2007-01-24 2 min read Books marco

jPod is the kind of book that makes me feel very ambivalent: lots of promise, but a lot of annoyance going along with it. In this, it reminds me of {moscontentlink:Eggers}: an ambitious novel, some excellent writing, but a lot of stuff that is completely unrelated to the main thread. In other words: it could have been a great book, but its shortcomings make it just enjoyable.
The story line follows a bunch of game developers whose last names start with the letter J – they are all placed in neighboring cubicles in a forced cohabitation from which they cannot escape. The jPodders are very different from each other, and their families play active roles in the novel.

It’s about a murder, about a Chinese immigrant smuggler ring, about game development and game development companies, and about Vancouver, B.C. Douglas Coupland, who amused me beyond means with his earlier novel, Microserfs, moved to B.C. and gives us an interesting view of his own surroundings.
Mr. Coupland’s skill as a writer is obvious, and nothing has been lost in the move. Success stories like Microserfs and Generation X are not flukes, and the writing in jPod flows superbly. The story line is coherent and works pretty well. So what’s the hangup?

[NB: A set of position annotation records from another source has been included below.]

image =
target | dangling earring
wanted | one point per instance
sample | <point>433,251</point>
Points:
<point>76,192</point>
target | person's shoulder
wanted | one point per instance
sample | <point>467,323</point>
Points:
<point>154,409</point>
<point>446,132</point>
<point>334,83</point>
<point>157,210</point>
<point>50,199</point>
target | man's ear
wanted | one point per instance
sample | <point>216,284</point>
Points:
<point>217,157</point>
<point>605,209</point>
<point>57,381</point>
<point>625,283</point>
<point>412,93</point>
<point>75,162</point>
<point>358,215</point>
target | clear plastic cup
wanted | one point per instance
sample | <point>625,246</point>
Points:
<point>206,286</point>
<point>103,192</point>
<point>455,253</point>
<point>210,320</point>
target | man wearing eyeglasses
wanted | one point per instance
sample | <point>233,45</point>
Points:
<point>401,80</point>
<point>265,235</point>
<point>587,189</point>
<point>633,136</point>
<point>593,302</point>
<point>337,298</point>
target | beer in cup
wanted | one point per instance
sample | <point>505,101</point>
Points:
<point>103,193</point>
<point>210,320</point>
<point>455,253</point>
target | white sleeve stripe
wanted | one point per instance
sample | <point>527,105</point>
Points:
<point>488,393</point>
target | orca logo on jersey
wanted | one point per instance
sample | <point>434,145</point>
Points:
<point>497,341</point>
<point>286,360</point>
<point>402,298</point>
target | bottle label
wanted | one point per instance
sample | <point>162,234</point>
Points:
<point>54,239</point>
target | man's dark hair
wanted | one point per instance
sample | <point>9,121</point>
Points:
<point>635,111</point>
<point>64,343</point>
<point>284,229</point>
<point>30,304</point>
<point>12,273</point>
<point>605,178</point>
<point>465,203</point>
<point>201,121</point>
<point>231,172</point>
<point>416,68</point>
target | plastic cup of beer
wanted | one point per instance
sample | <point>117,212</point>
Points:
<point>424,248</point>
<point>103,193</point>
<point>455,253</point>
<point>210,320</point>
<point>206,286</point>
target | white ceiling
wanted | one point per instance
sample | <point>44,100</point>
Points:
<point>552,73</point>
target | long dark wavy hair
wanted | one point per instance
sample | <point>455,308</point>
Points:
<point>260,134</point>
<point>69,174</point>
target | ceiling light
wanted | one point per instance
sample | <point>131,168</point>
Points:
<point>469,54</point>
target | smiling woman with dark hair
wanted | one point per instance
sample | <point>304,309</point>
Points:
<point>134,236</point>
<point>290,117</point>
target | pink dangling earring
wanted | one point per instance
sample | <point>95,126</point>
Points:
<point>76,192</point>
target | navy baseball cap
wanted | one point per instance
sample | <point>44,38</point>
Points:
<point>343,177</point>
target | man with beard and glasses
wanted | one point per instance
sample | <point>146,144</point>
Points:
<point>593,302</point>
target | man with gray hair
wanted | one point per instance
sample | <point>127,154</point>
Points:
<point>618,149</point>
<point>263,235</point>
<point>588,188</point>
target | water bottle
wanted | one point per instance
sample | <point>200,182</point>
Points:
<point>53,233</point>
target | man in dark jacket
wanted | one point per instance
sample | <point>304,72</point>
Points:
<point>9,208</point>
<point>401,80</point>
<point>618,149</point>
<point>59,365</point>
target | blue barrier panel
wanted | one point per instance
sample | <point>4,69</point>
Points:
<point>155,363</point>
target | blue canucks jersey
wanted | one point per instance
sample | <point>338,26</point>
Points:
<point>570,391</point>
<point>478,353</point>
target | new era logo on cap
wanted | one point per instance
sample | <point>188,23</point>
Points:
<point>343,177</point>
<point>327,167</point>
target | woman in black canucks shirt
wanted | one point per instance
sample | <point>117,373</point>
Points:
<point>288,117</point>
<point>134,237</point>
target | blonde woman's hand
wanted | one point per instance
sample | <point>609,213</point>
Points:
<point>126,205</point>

jPod suffers from two major flaws: its characters, much in line with other Coupland books, are caricatures of themselves. You can stick a label onto each one of them, and the character will not deviate, a Borg drone in a Coupland novel.
The second issue is an innovative narrative device that just doesn’t work at all: Douglas Coupland inserts himself into the book as an active character. Initially, that’s by simple remote reference: “You are behaving like a character in a Douglas Coupland novel.” Later, the main character and first person narrator will meet Coupland on a plane. Even later, Coupland will create a startup and hire everyone in jPod, except the narrator into it.
I am not sure what Mr. Coupland was trying to accomplish, but it sounds terribly contrived and horribly self-serving. Maybe there was an attempt to be innovative, but I am pretty sure this is the kind of innovation that goes hand in hand with human cloning and therrmonuclear war. To paraphrase a successful Nike slogan: Just Don’t Do It.